This is free software; see the source for copying conditions.  There is NO
warranty; not even for MERCHANTABILITY or FITNESS FOR A PARTICULAR PURPOSE.

(1024) $ gcc -libverbs ./ib_verbs_q.c -o ib_verbs_q && ./ib_verbs_q
hca_id: mlx5_0
	fw ver: 10.12.1100
	node guid: e41d:2d03:000d:c7e0



(1032) $ icc -V
Intel(R) C Intel(R) 64 Compiler for applications running on Intel(R) 64, Version 16.0.3.210 Build 20160415
Copyright (C) 1985-2016 Intel Corporation.  All rights reserved.

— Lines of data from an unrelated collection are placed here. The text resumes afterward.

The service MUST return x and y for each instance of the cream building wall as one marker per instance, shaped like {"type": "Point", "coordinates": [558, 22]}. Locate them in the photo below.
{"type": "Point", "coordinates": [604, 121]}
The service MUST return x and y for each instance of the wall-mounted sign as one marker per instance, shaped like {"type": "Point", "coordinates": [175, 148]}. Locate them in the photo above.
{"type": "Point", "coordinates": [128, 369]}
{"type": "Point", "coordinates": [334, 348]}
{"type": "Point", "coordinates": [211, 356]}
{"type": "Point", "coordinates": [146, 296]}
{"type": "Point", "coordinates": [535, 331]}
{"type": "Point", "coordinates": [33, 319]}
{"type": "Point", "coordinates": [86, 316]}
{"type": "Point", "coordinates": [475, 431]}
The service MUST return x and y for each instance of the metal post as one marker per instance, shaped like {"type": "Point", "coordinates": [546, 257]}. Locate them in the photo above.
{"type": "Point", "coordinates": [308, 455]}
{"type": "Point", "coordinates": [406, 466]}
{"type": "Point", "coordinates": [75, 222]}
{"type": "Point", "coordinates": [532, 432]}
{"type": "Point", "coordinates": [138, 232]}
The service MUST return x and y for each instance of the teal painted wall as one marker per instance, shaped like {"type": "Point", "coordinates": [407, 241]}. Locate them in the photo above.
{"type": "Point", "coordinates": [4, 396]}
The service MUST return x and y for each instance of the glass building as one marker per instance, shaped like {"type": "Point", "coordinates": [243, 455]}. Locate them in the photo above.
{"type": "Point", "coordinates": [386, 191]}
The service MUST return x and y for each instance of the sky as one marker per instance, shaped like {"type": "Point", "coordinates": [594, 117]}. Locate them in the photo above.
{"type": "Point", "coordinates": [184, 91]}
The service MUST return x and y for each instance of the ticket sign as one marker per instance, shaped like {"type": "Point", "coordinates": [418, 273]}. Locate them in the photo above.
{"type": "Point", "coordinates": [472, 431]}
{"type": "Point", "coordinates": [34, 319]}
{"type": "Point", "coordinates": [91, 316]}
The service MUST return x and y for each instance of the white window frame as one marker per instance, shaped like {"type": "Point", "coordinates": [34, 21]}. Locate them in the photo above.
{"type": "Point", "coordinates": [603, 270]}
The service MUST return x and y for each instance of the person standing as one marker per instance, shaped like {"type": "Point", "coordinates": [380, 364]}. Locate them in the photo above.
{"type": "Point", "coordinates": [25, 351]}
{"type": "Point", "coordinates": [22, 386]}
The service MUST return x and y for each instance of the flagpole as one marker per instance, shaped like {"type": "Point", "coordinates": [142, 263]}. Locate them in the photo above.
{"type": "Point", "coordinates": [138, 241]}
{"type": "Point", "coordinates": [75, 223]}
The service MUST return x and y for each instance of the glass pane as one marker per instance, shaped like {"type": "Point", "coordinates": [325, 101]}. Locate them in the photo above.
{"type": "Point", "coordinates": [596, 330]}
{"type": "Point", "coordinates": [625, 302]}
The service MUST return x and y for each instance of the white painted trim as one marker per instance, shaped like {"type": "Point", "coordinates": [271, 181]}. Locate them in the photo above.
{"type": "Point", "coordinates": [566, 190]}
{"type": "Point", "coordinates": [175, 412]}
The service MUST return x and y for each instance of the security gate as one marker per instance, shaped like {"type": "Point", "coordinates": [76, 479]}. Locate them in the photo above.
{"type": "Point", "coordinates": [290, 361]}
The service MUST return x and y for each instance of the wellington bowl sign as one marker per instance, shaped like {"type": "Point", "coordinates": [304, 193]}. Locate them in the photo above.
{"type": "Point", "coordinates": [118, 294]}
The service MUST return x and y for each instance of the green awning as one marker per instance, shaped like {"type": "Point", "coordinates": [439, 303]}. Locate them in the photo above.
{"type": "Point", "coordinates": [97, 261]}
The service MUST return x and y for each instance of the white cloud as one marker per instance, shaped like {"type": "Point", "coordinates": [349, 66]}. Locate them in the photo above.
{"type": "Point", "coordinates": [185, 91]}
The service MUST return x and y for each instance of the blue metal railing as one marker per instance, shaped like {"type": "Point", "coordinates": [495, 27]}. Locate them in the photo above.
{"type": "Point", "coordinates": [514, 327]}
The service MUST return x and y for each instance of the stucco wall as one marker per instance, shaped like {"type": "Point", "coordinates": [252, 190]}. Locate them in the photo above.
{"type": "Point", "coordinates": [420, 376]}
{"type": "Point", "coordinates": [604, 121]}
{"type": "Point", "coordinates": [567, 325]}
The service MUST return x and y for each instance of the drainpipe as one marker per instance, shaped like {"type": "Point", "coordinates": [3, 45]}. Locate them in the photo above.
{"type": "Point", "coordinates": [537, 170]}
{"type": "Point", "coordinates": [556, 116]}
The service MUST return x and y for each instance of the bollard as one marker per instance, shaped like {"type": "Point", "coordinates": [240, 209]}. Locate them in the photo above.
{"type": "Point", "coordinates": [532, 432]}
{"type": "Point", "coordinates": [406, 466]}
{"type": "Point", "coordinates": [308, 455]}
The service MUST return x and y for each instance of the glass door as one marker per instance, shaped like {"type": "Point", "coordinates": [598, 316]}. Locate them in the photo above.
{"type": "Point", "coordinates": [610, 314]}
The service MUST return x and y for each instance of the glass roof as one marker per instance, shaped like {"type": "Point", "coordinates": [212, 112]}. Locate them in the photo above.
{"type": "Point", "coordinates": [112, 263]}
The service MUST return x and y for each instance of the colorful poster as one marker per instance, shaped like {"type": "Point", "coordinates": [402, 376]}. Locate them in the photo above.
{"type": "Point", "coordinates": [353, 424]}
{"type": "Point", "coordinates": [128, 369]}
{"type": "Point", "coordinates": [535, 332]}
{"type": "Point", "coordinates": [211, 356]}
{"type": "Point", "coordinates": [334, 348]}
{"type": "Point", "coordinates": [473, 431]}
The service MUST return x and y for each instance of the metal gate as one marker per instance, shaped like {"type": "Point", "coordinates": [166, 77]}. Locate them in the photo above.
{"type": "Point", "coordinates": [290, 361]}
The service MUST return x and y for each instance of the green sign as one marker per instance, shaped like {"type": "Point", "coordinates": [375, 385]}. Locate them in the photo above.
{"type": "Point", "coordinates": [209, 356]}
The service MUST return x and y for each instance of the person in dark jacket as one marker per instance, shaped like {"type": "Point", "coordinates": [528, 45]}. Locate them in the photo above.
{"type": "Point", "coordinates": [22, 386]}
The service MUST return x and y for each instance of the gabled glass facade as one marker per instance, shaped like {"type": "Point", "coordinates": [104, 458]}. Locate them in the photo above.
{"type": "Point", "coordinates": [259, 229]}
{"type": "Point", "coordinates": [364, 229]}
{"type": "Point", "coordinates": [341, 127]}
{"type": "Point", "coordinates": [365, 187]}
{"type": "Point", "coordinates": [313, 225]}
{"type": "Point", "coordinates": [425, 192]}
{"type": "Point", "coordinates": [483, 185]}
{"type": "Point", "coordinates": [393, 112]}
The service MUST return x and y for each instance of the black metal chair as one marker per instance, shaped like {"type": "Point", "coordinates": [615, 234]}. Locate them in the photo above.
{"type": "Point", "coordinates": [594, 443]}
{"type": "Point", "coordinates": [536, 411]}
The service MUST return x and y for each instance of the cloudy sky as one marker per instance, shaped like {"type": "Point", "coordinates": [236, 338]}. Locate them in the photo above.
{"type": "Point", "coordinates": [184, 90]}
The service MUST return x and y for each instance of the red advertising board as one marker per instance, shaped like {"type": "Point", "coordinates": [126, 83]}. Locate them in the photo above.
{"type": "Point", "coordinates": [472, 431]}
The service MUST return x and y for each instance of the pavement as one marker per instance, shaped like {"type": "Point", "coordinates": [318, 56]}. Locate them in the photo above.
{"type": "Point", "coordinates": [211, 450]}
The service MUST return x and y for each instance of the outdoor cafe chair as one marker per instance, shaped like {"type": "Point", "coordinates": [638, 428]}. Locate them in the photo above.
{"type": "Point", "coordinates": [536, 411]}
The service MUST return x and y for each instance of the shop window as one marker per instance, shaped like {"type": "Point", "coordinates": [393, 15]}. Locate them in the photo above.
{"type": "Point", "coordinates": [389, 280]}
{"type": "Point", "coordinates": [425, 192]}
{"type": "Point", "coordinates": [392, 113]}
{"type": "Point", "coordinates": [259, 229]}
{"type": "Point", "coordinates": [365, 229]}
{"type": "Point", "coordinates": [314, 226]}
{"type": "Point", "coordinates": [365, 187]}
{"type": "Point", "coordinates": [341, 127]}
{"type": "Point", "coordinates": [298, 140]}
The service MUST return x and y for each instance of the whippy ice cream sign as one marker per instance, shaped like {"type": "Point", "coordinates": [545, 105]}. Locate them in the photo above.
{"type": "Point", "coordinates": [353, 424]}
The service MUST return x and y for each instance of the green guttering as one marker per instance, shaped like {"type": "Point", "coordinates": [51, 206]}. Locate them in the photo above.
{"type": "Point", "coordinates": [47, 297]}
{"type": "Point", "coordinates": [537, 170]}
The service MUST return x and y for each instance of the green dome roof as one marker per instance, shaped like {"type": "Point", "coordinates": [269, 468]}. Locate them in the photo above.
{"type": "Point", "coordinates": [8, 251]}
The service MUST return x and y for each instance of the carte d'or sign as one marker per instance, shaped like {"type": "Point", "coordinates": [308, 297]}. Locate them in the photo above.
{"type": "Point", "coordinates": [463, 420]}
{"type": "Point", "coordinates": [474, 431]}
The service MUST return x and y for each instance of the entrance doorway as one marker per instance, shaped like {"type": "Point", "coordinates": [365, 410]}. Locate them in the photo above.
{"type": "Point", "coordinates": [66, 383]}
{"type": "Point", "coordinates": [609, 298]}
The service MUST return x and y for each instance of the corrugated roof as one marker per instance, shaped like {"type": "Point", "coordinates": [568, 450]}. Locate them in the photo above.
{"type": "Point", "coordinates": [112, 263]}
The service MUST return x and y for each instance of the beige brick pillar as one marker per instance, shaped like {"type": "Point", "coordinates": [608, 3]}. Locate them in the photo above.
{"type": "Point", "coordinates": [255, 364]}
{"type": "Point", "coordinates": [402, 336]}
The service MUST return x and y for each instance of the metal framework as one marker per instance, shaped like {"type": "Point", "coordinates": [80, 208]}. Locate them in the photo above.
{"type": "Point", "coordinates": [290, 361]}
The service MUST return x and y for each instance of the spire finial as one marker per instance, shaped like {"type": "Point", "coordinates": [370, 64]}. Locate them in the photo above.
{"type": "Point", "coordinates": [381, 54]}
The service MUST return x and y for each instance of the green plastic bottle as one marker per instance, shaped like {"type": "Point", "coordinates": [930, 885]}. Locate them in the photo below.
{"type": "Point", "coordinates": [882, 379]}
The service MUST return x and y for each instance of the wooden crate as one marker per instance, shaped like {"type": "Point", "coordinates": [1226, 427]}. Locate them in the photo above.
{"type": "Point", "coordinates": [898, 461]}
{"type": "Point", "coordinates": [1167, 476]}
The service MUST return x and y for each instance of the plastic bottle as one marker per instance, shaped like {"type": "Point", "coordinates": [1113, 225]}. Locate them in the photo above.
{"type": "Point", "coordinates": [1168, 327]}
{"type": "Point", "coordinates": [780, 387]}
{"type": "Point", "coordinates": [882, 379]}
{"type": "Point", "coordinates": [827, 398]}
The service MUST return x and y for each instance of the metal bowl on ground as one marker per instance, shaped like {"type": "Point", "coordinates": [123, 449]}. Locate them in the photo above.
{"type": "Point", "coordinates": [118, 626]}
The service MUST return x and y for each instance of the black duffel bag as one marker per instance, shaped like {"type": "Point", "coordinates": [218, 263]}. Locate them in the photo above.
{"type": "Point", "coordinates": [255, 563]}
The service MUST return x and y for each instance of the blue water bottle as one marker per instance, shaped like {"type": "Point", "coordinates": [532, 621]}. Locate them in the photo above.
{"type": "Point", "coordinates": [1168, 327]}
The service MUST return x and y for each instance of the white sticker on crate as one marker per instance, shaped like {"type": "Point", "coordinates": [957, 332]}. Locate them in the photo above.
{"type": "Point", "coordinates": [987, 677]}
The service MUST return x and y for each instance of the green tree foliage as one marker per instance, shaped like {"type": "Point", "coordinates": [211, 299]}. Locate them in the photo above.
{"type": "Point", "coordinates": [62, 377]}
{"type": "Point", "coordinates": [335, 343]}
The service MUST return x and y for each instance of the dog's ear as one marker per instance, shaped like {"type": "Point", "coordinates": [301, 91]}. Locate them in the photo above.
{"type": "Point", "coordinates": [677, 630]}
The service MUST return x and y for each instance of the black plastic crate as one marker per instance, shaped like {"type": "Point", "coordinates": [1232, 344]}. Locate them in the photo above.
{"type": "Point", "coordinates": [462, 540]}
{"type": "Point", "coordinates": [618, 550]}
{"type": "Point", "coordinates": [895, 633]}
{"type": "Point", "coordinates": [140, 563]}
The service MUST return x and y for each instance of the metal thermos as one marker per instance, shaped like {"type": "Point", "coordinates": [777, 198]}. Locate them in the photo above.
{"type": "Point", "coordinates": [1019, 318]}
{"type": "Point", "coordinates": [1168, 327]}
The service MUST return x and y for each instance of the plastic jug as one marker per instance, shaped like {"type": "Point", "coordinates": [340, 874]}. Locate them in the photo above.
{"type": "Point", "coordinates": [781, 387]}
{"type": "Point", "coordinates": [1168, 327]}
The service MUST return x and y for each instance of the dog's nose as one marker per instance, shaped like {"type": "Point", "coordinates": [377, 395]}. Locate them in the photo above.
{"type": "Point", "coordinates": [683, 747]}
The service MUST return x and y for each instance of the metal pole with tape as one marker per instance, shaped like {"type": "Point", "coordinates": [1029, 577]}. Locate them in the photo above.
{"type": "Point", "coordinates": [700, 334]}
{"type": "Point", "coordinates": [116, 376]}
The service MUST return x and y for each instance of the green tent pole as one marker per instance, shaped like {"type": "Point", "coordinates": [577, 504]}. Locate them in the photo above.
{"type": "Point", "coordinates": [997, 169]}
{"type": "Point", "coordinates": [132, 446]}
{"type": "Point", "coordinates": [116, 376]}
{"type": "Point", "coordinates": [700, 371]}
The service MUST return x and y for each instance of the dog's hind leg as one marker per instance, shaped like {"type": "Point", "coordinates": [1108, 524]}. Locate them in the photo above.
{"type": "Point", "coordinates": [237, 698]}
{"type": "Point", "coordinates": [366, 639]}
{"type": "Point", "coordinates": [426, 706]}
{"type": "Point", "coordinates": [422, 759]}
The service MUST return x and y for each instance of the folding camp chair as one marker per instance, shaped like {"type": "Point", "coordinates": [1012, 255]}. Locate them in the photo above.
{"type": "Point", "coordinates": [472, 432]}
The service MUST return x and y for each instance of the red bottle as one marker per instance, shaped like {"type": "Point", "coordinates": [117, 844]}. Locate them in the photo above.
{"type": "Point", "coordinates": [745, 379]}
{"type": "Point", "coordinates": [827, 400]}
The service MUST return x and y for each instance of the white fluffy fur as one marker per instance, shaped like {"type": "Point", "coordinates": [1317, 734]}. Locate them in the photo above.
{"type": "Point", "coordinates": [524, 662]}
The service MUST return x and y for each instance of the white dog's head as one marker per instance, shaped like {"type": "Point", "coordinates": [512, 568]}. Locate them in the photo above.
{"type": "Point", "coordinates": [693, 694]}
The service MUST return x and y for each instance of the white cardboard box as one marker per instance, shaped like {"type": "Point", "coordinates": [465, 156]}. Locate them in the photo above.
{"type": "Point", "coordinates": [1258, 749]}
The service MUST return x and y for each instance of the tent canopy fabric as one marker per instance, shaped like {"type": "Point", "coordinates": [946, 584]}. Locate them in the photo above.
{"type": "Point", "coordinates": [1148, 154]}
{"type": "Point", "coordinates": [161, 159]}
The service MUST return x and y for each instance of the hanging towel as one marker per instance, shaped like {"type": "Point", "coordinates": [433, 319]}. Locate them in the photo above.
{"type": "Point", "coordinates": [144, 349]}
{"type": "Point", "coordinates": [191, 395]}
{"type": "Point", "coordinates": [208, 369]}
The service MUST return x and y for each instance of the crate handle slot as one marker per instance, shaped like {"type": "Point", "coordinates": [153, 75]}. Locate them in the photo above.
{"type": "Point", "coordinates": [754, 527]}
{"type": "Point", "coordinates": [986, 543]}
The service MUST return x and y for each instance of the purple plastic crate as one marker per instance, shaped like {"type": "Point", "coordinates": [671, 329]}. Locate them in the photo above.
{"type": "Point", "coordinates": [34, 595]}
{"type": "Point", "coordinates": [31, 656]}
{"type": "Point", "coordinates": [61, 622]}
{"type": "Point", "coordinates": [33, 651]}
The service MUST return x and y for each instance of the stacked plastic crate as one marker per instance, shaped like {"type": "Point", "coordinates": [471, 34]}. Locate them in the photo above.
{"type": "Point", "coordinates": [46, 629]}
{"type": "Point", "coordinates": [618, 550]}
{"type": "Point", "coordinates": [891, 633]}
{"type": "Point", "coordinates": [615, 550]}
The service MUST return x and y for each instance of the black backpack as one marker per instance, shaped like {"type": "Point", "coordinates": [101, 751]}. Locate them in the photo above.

(1033) $ icc -libverbs ./ib_verbs_q.c -o ib_verbs_q && ./ib_verbs_q
hca_id: mlx5_0
	fw ver: 10.12.1100
	node guid: e41d:2d03:000d:c7e0



(1035) $ pgcc -V

pgcc 16.5-0 64-bit target on x86-64 Linux -tp haswell 
The Portland Group - PGI Compilers and Tools
Copyright (c) 2016, NVIDIA CORPORATION.  All rights reserved.
(1036) $ pgcc -libverbs ./ib_verbs_q.c -o ib_verbs_q && ./ib_verbs_q
error obtaining device attributes for mlx5_0 errno says Cannot allocate memory

Any ideas on what is happening? Maybe some extra flag needs to be passed in?

Thanks,
Matt

Here’s an updated reproducer said guru has created.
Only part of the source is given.